Sus ve kâinatı dinle; susturamayacağın kâinatı sükûnetle uhuletle dinle…
Bak kâinat gerçekleri yüzüne çarpıyor mavi dalgalar gibi çırılçıplak.
Para yok,dert çok....in-san  yok, her yakının ihanet;intiharda artıkyakın bildiğin her can....
Hastalık, everest; derman, gözlerinde ateşli bir zaman ve sabra direnen...
Bittim, tükendim, mecalim kalmadı, yetti artık, ne bu çilem ne bu derdim; yoruldum hayat gelme üstüme dersin ve boğazın en güzel manzaralı yalısında denizin maviliklerine karşı çırılçıplak bir vaziyetsizlikte alnına  dayarsın silahı sonra bir el gelir dokunur omzundaki gamzene, yapma, der.
Neden dersin ve ağlamaya başlarsın, yaşamak için HİÇ nedenim yok ki dersin; her şey negatif hem çay da bitti herkesler gitti dersin...
Elin sahibi der ki peki her şeyi ya pozitife çevirirsem der...
Sen o zaman hayatla bir çaya daha evet derim dersin.
O elin sahibi her şeyi bahara döndürür, sense hep cehennemlerde yaşarsın; çünkü kafaya takarsın, vesvese eylersin, zehir eylersin kendine kendini.
Kim bu elin sahibi, neden karşılıksız yardım etti, karşılığında ne isteyecek diye bir ömür.
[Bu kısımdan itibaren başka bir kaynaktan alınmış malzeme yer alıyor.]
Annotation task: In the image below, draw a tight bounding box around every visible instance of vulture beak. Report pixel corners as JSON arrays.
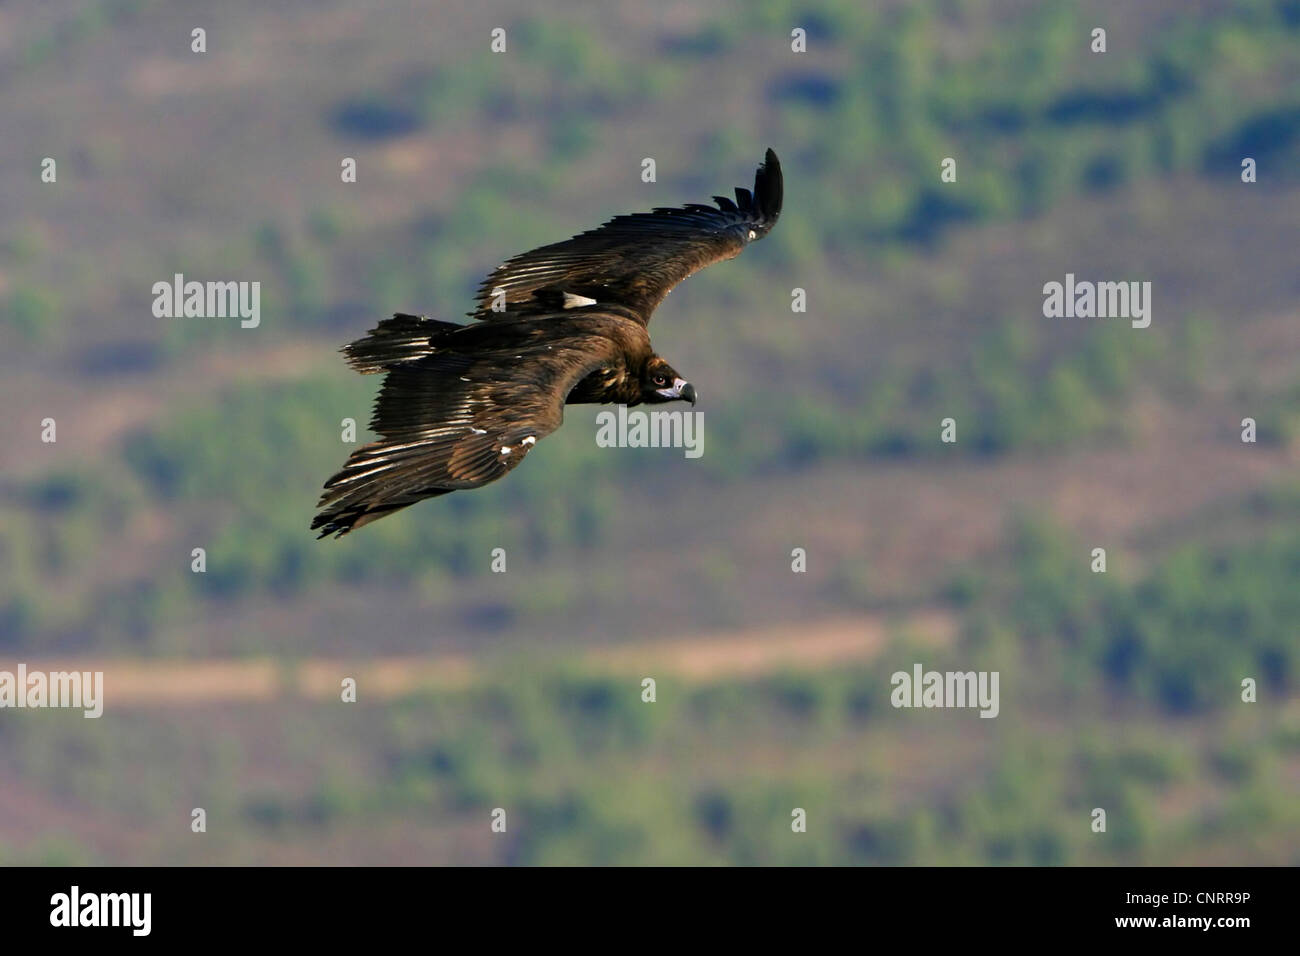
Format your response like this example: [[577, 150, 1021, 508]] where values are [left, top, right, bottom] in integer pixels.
[[657, 378, 697, 405]]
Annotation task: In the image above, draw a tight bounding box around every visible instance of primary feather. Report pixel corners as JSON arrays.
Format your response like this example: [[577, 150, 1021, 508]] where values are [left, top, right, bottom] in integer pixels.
[[472, 148, 782, 324]]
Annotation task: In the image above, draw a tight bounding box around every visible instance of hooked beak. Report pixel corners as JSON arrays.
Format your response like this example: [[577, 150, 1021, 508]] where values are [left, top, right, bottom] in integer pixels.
[[656, 377, 697, 405]]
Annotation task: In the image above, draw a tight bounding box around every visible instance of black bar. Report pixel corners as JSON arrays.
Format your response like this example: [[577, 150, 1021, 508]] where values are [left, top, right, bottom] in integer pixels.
[[0, 865, 1281, 941]]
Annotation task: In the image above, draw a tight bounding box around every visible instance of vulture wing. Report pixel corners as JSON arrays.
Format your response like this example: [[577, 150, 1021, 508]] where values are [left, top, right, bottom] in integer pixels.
[[471, 148, 782, 325], [311, 317, 635, 537]]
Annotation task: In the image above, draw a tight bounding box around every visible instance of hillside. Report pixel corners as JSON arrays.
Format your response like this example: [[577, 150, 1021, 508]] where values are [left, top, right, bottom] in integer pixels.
[[0, 0, 1298, 865]]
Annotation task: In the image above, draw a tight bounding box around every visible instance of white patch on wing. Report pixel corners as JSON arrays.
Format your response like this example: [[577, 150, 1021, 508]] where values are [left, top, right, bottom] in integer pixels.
[[470, 427, 487, 434], [500, 446, 512, 456], [522, 436, 536, 445], [747, 229, 757, 239], [563, 292, 598, 309]]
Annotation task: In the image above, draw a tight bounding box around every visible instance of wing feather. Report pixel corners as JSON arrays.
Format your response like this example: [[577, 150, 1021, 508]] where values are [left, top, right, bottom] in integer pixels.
[[472, 149, 782, 325], [312, 321, 631, 537]]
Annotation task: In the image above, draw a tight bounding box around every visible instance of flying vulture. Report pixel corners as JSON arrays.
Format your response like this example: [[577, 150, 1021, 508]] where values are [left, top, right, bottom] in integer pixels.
[[311, 148, 783, 537]]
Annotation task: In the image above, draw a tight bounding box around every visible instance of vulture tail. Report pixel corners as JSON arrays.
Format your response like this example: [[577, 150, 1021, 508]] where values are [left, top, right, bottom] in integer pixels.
[[342, 313, 461, 373]]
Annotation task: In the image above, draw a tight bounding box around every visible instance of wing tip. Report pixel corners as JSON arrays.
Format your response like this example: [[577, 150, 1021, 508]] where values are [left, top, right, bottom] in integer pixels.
[[756, 147, 783, 225]]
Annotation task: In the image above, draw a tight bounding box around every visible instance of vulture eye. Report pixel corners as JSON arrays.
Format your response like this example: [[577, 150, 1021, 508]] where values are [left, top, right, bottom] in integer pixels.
[[652, 374, 668, 387]]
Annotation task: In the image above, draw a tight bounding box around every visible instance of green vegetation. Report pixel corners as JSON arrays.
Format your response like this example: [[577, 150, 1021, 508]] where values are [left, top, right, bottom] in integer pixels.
[[1, 285, 63, 343], [5, 648, 1296, 865], [985, 510, 1300, 714]]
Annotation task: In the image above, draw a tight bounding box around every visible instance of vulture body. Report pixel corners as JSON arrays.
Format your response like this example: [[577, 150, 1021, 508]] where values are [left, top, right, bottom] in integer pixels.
[[312, 149, 782, 537]]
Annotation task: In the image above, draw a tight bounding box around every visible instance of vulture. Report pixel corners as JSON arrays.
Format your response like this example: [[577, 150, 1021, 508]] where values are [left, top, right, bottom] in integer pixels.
[[311, 148, 783, 538]]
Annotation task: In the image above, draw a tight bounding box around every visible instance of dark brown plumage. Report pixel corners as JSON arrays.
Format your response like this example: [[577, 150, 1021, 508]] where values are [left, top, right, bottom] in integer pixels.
[[312, 149, 782, 537]]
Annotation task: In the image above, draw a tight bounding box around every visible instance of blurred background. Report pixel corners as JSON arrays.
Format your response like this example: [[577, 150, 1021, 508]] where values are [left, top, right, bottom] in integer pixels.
[[1, 0, 1298, 865]]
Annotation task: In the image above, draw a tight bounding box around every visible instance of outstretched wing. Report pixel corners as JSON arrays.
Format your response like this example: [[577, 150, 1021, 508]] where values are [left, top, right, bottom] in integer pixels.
[[472, 148, 782, 325], [312, 323, 626, 537]]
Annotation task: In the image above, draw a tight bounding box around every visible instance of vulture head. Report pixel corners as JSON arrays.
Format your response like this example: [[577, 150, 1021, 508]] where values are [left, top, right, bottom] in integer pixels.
[[642, 355, 696, 406]]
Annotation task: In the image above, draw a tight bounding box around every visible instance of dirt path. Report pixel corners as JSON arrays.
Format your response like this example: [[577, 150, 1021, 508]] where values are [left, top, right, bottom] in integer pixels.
[[0, 611, 956, 706]]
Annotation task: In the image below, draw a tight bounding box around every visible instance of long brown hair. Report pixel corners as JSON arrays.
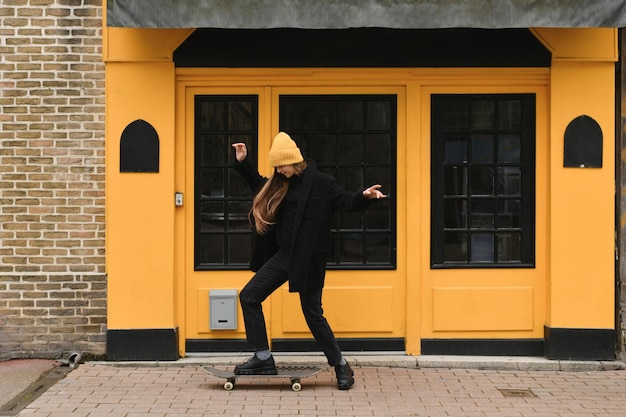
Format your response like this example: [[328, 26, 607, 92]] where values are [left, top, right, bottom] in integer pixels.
[[250, 161, 307, 235]]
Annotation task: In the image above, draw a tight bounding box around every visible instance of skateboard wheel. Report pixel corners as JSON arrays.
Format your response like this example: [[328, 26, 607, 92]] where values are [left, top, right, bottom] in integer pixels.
[[224, 381, 234, 391], [291, 382, 302, 392]]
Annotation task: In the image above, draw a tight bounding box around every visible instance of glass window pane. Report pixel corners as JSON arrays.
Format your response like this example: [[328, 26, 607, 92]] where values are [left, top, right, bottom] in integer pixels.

Sorular, sorular, sorular, sorular ve hep 4 doğrun olsa bile dört  doğrun  bir yanlışını götürür geriye sağa düşmüş bir omuz, iki yana düşmüş umutsuz, çaresiz iki kol kalır gözyaşlarına; oysaki tek/bir  doğru yetiyordu sana...
Allah.. O da her gülümsemenin ardından unuttuğun, sana şahdamarından yakin ve yakın olan Allah.
Allah de ve ötesini geç…
Zira Onu bulursan herşeyi bulursun onu bulmazsan her şeyi kaybetmişsindir...
Allah bütün dertlerine kafi yüreğin de buna kefil...Allah  varsa dert yok,sıkıntı  yok..

SİZİN DÜŞÜNCELERİNİZ?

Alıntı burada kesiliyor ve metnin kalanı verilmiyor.